There will be a total lunar eclipse next Wednesday, October 27 starting at 20:05 EDT. Totality will last between 22:23 and 23:44. (These times are for Naugatuck, CT. Use the lunar eclipse computer to calculate for your location).

Chris, I’m depending on you to get some good photos.


Mars Rovers get another six months

Just after passing behind the Sun ("conjunction"), the twin Mars Rovers (Spirit and Opportunity) have received another six-month mission extension.


Milgram's Other Study

This is the most amazing thing I’ve read in weeks, about Stanley Milgram’s other study: ‘Excuse Me. May I Have Your Seat?'


Genesis

Three years ago, NASA launched the Genesis mission. The satellite spent more than 1000 days orbiting the sun, collecting particles that are part of the solar wind. By the time the return capsule enters the Earth’s atmosphere, it will be travelling twenty-five thousand miles per hour. Then it will be caught, in midair, by a helicopter.

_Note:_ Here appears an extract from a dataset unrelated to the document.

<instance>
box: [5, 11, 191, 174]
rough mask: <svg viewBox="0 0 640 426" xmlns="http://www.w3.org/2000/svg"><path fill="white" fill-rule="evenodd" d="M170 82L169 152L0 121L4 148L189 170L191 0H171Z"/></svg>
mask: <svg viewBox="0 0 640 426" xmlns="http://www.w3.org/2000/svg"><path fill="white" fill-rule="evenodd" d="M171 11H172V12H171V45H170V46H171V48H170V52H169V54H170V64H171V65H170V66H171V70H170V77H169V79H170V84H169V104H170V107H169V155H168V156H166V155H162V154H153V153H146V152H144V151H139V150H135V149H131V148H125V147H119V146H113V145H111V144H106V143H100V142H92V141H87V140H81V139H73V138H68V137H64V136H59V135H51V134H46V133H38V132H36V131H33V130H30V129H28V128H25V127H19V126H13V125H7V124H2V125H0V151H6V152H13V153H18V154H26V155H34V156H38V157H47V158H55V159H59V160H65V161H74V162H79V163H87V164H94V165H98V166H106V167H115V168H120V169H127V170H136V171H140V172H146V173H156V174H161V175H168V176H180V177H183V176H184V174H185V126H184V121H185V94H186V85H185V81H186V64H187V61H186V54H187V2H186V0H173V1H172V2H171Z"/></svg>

All of this to bring less than a half of a milligram of stellar matter to the ground.

Update 09-08: The parachute (that I forgot to mention was supposed to open during reentry, before the probe was caught by the helicopter) failed to open, and the Genesis return capsule slammed into the ground. Breaking news stories on Google News.


Drinking Nitrogen

Once in a while, when trying to debunk an urban legend, we can all forget that sometimes they’re true and get a mouthful of liquid nitrogen. Or is it this story that’s the urban legend? (Hm, shades of The Rocket Car)


Periodic Table Table

I found this a while ago, but it makes a good Friday-afternoon goof-off link. The Wooden Periodic Table Table. Inspired by an Oliver Sacks book — Uncle Tungsten — and later visited by the same (and likely the only) world-famous neurologist. Some highlights: His Sodium party (watch the videos), the radioactive Fiestaware bowl, and Flourine storage.